The Ancient Art of Keeping Secrets from Asian Mothers
Ever try to keep a secret from your mother? I have.
When I was sixteen, my online acquaintance from San Diego, whom I met off of Prodigy, decided he wanted to give me a bunch of Honcho and Inches magazines. Online pornography, at this point, was waiting 45 seconds to download a pixelated, four-color gif, so when I was the first to get the package from the mailbox, this was the motherlode. I had no idea where I would put this, however. Throwing it away after getting it in the mail would be too much of a waste, so I decided I would just be really clever, sticking them in an unassuming manila folder and hiding them in the closet.
This was a dumb move.
What I didn't realize was that Asian mothers were thorough and that mothers go through everything.
EVERYTHING.
The dirty stash - which, by the way, was homosexual, and did I not mention I had not come out yet? - was found, and there was much weeping and gnashing of teeth. It may or may not have single-handedly prevented me from attending UC San Diego and triggered my dad to almost get me arranged to get married to a girl in China, but that's for a different story, I suppose.
Fast forward several decades, and you'd think I'd have outgrown keeping secrets from my mother. Yet here I am, a grown man with a secret that makes those dirty magazines seem trivial in comparison:
Mom still thinks I'm working full-time. I haven't had a job in seven months now.
I haven't told her for a couple of reasons. One reason is that I don't want to overwhelm her. She’s 86 years old and already dealing with so much—my dad's Alzheimer's, my sister's radio silence. Most 86-year-olds don't deal with this much burden, do they?
Even if I do tell her, what is my mother going to do or say? Besides threatening me with buying a new car?
"Ma. I can buy a car for myself," I told her. No, I can't, of course. It was going to be when I got a new job, but...
"Then actually do it. The engine shakes; it's a safety issue. SAFETY." The engine was making a knocking sound. Everyone who has driven in my car has complained about it. "You should buy an electric one, like a BYD."
"You mean a Tesla?"
"No,” she says. “A BYD." BYD is a Chinese electric auto manufacturer. Short for Build Your Dreams, apparently. A backronym on top of that, which is a delightfully Chinese thing to do.

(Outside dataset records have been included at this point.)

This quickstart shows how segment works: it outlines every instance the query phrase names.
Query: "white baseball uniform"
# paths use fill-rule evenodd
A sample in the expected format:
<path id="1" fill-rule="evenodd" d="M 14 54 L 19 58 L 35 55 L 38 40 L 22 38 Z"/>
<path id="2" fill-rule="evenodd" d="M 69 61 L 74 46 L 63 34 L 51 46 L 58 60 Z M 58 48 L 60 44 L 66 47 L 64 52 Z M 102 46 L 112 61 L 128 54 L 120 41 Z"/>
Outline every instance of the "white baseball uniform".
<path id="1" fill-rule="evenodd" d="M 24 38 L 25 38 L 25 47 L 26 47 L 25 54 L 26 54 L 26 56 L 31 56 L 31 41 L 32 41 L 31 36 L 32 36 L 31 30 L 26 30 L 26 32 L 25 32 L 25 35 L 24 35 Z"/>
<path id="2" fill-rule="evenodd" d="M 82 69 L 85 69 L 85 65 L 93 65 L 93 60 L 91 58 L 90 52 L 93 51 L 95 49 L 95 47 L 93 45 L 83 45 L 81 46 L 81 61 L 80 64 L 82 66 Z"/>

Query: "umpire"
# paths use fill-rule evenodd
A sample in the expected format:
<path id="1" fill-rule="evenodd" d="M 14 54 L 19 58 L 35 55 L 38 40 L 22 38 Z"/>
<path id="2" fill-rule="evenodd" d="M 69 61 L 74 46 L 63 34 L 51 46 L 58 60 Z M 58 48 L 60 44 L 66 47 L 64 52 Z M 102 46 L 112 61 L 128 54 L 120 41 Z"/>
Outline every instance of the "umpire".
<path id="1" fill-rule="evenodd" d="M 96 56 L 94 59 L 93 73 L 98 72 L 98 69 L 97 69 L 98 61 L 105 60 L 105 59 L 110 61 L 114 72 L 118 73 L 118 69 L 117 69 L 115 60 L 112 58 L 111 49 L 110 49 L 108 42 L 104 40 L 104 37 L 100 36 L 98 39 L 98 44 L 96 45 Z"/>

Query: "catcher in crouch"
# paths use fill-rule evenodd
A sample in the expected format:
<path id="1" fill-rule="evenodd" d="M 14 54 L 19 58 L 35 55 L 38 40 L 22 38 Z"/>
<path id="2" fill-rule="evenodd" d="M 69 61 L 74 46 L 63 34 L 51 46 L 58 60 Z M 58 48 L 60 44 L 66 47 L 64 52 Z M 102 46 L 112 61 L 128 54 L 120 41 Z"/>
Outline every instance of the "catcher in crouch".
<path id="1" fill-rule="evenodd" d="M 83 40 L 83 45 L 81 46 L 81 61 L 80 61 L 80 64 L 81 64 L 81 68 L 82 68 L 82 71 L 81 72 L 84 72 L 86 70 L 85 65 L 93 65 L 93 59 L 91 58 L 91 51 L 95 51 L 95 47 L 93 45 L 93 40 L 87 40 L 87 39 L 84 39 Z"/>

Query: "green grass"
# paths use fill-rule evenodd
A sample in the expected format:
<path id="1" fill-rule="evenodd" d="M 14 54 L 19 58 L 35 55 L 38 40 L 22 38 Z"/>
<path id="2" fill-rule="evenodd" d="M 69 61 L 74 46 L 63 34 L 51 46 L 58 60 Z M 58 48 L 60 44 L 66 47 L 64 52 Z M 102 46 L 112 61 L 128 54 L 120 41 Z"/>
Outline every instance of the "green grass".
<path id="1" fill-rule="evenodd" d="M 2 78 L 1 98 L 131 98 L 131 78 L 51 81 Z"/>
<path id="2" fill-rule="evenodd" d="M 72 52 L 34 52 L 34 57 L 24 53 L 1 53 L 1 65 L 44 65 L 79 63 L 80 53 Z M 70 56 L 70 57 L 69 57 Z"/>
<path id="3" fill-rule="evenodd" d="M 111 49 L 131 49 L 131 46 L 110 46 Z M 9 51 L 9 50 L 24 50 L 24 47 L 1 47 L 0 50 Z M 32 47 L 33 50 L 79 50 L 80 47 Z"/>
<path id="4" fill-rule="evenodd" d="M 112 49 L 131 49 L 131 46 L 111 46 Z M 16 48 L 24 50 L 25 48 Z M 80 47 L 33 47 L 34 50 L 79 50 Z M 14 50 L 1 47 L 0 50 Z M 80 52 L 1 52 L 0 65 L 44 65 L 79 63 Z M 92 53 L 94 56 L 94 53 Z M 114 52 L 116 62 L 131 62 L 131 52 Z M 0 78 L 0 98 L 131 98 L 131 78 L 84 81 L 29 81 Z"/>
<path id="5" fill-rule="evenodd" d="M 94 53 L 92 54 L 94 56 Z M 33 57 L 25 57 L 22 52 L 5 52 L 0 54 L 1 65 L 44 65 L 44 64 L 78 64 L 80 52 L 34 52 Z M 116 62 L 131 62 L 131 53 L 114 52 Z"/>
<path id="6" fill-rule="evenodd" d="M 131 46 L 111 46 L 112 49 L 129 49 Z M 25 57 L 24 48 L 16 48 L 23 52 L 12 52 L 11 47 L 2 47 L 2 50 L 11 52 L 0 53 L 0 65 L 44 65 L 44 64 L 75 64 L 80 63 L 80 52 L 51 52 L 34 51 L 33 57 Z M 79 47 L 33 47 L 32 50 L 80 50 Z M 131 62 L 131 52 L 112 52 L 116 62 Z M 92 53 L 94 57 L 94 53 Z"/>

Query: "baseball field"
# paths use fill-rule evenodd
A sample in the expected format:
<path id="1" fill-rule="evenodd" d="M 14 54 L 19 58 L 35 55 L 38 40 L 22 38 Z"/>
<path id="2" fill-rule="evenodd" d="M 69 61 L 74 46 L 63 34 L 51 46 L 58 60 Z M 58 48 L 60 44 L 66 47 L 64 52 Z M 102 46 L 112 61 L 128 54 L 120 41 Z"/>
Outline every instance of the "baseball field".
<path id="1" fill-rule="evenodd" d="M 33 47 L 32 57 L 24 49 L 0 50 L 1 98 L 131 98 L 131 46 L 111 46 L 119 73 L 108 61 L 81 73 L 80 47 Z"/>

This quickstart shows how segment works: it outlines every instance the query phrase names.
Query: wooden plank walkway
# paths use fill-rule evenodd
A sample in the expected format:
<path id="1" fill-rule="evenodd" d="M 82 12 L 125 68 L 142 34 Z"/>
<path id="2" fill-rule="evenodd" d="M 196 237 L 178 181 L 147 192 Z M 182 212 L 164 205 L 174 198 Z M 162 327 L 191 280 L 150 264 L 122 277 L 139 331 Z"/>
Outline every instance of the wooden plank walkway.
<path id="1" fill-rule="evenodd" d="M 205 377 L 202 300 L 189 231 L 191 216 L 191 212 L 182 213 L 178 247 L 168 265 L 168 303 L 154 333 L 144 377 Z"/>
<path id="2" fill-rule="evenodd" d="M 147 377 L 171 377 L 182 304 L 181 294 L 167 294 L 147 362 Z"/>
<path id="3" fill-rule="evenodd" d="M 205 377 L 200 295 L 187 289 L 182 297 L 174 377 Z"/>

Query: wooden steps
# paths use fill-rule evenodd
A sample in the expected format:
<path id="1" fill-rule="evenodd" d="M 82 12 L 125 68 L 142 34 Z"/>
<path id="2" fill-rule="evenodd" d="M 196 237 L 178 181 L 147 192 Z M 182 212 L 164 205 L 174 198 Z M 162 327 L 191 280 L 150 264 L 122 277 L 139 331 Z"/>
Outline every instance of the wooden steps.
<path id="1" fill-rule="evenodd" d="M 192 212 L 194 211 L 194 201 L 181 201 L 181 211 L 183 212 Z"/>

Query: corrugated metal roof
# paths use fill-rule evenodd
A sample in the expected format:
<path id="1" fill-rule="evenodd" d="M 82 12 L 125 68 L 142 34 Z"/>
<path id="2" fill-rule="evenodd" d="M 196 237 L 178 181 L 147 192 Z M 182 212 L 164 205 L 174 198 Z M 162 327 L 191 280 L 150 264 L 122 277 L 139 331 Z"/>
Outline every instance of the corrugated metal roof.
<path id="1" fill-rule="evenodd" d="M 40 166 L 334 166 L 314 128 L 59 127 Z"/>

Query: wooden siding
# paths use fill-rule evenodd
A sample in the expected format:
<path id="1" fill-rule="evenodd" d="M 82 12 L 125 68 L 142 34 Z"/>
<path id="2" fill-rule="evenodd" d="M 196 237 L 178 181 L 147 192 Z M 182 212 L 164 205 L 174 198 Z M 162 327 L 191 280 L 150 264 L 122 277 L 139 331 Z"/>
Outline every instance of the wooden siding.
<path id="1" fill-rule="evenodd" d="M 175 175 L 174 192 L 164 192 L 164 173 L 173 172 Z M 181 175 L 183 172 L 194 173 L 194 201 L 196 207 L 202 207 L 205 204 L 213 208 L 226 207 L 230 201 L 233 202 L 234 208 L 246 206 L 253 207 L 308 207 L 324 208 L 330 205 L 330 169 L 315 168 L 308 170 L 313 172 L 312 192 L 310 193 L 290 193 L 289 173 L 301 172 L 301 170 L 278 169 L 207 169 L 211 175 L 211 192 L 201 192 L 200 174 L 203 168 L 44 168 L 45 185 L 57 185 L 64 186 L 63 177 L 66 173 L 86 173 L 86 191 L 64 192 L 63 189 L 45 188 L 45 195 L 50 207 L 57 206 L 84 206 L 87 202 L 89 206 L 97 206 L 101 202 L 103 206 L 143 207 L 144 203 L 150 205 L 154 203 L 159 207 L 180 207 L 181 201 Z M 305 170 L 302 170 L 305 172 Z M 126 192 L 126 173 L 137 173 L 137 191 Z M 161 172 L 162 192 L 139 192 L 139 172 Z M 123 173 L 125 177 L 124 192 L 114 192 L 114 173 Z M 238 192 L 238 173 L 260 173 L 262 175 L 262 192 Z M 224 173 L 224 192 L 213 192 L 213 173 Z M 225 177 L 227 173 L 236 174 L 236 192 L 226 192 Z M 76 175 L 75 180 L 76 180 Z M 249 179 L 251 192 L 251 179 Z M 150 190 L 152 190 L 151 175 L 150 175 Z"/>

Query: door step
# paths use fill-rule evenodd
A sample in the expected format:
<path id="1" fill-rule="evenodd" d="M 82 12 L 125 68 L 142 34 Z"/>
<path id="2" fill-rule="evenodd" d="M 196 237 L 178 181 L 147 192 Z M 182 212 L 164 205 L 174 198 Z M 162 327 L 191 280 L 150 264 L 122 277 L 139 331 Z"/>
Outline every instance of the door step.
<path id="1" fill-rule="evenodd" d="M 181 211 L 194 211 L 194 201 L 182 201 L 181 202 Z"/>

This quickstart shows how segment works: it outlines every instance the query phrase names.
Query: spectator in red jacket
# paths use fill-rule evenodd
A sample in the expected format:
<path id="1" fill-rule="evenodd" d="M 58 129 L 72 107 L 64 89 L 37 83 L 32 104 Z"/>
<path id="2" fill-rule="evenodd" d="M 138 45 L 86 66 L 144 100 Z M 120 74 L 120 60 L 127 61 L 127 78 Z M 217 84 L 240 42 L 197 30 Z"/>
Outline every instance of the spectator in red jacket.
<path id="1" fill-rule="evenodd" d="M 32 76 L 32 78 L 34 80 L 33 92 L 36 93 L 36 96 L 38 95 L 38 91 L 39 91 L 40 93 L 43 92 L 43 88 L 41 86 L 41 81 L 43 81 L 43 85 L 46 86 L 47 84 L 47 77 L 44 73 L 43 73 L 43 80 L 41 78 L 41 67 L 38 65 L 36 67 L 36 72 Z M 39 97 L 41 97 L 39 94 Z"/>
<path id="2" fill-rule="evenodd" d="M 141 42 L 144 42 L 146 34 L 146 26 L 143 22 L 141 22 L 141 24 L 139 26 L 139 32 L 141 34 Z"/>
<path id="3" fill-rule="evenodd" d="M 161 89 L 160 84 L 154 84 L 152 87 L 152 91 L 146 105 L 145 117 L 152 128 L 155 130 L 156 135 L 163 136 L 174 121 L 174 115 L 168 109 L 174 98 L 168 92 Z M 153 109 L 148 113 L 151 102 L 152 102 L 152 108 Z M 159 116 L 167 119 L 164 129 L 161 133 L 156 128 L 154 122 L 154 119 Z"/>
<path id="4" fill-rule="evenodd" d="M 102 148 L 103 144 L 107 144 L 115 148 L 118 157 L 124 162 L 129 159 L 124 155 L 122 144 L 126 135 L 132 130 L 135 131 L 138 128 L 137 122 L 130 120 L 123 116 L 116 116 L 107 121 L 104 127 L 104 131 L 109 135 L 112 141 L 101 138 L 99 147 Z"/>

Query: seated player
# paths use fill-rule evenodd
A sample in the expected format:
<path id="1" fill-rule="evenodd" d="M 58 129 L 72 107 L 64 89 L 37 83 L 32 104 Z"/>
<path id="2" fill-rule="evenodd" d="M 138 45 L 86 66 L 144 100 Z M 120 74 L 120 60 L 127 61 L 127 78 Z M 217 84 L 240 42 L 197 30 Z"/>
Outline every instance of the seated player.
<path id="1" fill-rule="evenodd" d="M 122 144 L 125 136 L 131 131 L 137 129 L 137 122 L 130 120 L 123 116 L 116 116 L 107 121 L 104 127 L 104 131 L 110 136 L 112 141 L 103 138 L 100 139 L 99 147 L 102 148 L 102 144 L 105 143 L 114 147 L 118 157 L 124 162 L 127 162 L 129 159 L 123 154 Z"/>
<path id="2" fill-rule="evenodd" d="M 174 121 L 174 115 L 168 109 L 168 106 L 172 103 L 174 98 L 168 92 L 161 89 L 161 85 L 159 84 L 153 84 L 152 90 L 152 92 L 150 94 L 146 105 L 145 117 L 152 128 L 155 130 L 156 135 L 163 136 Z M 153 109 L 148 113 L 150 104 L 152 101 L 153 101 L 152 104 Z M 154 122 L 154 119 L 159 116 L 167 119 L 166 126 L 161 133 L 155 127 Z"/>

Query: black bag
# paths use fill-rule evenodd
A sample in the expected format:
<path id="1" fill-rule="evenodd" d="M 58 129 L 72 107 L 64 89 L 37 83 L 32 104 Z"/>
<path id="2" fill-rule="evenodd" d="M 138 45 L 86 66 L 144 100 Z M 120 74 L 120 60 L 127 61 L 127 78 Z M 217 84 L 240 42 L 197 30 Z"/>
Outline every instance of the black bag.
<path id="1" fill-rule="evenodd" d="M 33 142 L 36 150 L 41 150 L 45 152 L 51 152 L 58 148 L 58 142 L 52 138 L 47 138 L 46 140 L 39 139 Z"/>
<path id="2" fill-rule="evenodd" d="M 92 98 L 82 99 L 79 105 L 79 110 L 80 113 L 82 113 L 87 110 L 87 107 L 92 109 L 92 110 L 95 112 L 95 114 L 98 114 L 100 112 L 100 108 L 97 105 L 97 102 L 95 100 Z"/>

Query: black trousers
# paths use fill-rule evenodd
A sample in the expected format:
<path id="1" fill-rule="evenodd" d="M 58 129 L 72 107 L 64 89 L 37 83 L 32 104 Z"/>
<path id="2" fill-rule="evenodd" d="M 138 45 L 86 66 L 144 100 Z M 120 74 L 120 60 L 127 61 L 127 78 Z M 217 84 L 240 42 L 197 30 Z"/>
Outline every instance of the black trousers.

“You know we live in the same city where Teslas are manufactured, right? And that BYDs aren't sold in the United States?"
Mom looks at me in disapproval. Why do you hate Chinese people, she seems to convey? I rolled my eyes, and she continues sending me YouTube shorts about the power of BYD from mainland China to this day.
Realistically, she'd tell me to move back home. I'd like to think she'd be out of my hair when I do get a job, and not like the time she burst into a room I was conducting a Zoom meeting.
"CHER-RIEEES," she announced.
The whole meeting erupted in laughter while I sank into my chair.
"Oh man, I would personally love some cherries," a client said. At least he was sympathetic.
"Don't forget to spit out the cherry pits into the bowl," she reminded me as I shooed her out.
But past the wacky hijinks, there's something darker. Being the son of Asian immigrants, keeping things like this to myself feels almost like a given. To everyone else, you are fine. Don't let everyone see the chaos within.
And I don't want my mom to realize what I have: that I am in a demographic where I'm less hirable because I'm too young for retirement but too old to be able to learn and retain information at a wage fair for my years of experience.
Ever try to keep a secret from your mother? I have. Twice now. The first time, at sixteen, it was about dirty magazines. This time, it's about my career - or lack thereof. Both times, I've felt the same knot in my stomach, the same fear of discovery. But I'm not sixteen anymore, and eventually, I'll have to face the music. I'm hoping that by the time I share this truth, just like when I finally came out, it will come with some good news, too. Maybe this time, instead of weeping and gnashing of teeth, there will be some acceptance.
After all, isn't that what growing up is supposed to be about?


So. many. secrets. At one point my parents thought I was working a regular job in Taiwan when I had actually renounced my U.S. citizenship and been drafted into the Taiwanese army during the 1996 cross-strait missile crisis. But, like you, it was a matter of weighing which would do the most damage, based on how they handle such issues, and _that_ is simply not under our control, so I feel you are doing the best for all concerned.
It never changes, my friend. My Mom didn't live as long as your mom has, but it didn't matter what age she was--or I was. Moms have a hold over us, even when we feel like they shouldn't any more.